In this paper, we present a real-time 3D pointing gesture recognition algorithm for mobile robots, based on a cascade hidden Markov model (HMM) and a particle filter. Among the various human gestures, the pointing gesture is very useful to human-robot interaction (HRI). In fact, it is highly intuitive, does not involve a-priori assumptions, and has no substitute in other modes of interaction. A major issue in pointing gesture recognition is the difficultly of accurate estimation of the pointing direction, caused by the difficulty of hand tracking and the unreliability of the direction estimation. The proposed method involves the use of a stereo camera and 3D particle filters for reliable hand tracking, and a cascade of two HMMs for a robust estimate of the pointing direction. When a subject enters the field of view of the camera, his or her face and two hands are located and tracked using particle filters. The first stage HMM takes the hand position estimate and maps it to a more accurate position by modeling the kinematic characteristics of finger pointing.

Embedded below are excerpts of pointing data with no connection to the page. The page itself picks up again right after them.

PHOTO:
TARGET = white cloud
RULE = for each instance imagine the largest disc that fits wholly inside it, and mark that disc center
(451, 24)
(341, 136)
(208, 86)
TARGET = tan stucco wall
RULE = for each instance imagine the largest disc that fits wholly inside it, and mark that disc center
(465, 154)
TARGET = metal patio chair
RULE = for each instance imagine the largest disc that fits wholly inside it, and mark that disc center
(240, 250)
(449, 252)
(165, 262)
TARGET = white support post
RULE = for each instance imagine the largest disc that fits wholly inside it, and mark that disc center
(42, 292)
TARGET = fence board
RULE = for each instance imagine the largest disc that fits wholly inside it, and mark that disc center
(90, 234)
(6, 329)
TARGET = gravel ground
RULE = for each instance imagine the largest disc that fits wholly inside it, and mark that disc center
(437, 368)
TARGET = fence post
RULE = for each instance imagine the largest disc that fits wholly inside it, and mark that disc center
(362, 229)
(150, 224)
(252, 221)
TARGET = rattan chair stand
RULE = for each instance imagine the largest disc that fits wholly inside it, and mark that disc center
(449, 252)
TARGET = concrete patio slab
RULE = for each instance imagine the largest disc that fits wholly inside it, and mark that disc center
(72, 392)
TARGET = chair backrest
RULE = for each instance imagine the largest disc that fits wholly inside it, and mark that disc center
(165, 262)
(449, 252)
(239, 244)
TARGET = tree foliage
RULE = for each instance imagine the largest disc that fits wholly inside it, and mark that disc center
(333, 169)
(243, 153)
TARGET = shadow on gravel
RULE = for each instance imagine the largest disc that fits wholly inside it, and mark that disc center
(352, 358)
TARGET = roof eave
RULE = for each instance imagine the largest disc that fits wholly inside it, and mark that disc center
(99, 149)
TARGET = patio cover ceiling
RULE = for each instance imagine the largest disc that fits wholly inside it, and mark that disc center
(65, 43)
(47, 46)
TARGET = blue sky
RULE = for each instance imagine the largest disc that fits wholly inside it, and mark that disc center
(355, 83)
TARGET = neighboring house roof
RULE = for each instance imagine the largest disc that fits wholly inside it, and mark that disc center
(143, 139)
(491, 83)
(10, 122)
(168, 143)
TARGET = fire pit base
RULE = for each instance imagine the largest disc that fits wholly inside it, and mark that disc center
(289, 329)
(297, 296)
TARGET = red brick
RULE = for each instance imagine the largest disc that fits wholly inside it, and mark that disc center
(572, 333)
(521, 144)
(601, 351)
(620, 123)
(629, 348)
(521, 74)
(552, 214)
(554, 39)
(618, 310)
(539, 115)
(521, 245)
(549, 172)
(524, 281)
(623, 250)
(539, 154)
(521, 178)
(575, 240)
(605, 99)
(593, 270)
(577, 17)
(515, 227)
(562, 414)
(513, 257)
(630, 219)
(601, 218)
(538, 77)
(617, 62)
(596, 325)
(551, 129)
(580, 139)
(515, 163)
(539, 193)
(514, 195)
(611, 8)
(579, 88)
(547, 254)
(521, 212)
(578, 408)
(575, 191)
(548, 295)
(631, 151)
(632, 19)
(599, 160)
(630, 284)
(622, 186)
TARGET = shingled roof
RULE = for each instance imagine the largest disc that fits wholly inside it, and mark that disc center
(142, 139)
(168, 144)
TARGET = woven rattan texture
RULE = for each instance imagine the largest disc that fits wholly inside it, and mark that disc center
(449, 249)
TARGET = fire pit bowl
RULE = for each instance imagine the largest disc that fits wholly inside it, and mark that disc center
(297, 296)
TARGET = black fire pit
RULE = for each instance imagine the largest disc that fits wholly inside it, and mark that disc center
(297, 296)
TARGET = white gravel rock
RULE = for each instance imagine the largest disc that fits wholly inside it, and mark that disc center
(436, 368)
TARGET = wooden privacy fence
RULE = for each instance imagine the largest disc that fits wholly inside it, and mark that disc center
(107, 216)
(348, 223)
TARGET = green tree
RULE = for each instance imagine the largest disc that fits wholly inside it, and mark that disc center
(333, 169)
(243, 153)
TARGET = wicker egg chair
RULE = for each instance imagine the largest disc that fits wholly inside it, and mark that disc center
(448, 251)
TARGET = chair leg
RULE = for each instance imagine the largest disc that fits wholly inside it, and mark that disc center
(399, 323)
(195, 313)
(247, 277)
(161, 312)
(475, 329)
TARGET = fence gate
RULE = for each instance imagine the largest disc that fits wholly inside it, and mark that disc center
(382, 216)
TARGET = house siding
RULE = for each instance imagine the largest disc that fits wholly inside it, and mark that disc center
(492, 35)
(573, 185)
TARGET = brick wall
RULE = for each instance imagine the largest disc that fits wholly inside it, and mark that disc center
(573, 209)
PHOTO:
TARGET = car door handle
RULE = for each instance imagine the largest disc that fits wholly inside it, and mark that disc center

The resulting 3D coordinates are used as input into the second stage HMM that discriminates pointing gestures from other types. Finally, the pointing direction is estimated for the pointing state. The proposed method can deal with both large and small pointing gestures. The experimental results show gesture recognition and target selection rates of better than 89% and 99% respectively, during human-robot interaction.